I’m dreading our new friends finding out what I’m like

9 March 2024

9:00 AM

9 March 2024

9:00 AM

The oil man topped our tank and said his next drop was to the Ukrainian refugees in the next village who were getting their tank topped for free.

I could hear him and the builder boyfriend chatting about this for some time and then the BB came back into the kitchen and put the pink of the invoice into my hand. I looked down to see that I was being charged just over €1,000 for a tank of oil.

I don’t want to feel grateful to the EU. It might make me hate it less

The electricity bill for the winter pinged into my email barely a few hours later – nearly €700.

‘We’re migrants,’ I told the BB. ‘I wonder if I should ring to place the order from an area of the house where there’s bad phone reception. If I say I’m from the UK, they might mishear and think I’m saying I’m from the Ukraine.’

He said he didn’t think it would work. Besides, according to the oil man, you had to sign on, look for work, maybe do some work, and then sign off sick, due to post-traumatic stress, because of the years you lived in a horrific war zone.

‘We lived in Surrey,’ I reminded him. ‘There were days when we literally had to fight the walkers trespassing through our horses’ fields, with our bare hands.’


But while it is undoubtedly so that people hate people like us where we’ve come from, that does not translate into free oil.

We could claim EU subsidies worth tens of thousands to help us do up the house, but we’ve decided not to because we feel that would bring the pen-pushers to our door.

And in any case, I don’t want to feel grateful to the EU. It might make me hate it less, although I doubt it. It’s clear they’ve absolutely crippled Ireland by getting almost everyone hooked on a cornucopia of handouts that make working an outmoded pastime.

After months of searching, we finally found a plumber who drives to us from Cork city where he doesn’t own a farm and can’t get subsidies for putting solar panels on his milking parlour.

An English girl who befriended me after meeting me in a local shop keeps pedalling up to see me on her electric bike to tell me about these solar-panel payments. She is a hippie who ran away to live here. She never accepts tea or cake as she is ‘off wheat’ and ‘allergic to caffeine’, I reckon very much in inverted commas.

She is terribly nice but every time she comes I insinuate as gently as I can that she ought not to put too much effort into these trips she makes up the hill on her electric bike. And I say this to her with the best will in the world, what with her condition, and the bike charge being temperamental, because once she finds out I’m a rabid right-winger she is going to feel gutted.

The English we meet are mostly hippies and artists, liberals and Palestinian flag-wavers.

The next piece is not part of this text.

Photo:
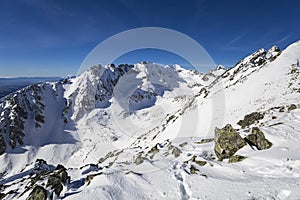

That’s just the demographic of who runs away to West Cork.

There is a group of well-meaning evangelical Christians who keep trying to get us to go to their church, even though we keep trying to explain we’re perfectly unhappy being Roman Catholic, thank you.

Another lady drops by to bring us honey from her bees and is good company but I reckon she’ll be furious when she finds out I’m an anti-vaxxer. The last time she came she asked if I’d had my booster and the BB had to throw himself in front of me shouting about the nice weather we were having.

Obviously, most expats aren’t on our wavelength, which made it all the more miraculous when we were walking the spaniels on the beach and got chatting with an English lady in her eighties who was also walking her dogs.

Over the course of a glorious hour-long conversation, she let slip she believes all my favourite conspiracy theories, while scorning every fashionable opinion and cause. She seethed about deception and distressed herself about hypocrisy until I gave up talking because she was doing it better than me.

Her husband, sheltering from the wind in an old Volvo V70, told the BB he was a former master of foxhounds. ‘Ere, have you seen that lot screaming and wailing at those demos for Palestine in Skibbereen? There’s people in Gaza aren’t as upset about it as they are.’ If I hadn’t looked round I would not have been able to tell that it wasn’t the BB talking. This old couple were so like us, it was like looking at ourselves in thirty years’ time. If we make it to their age, I hope I’ve still got that amount of resistance left in me.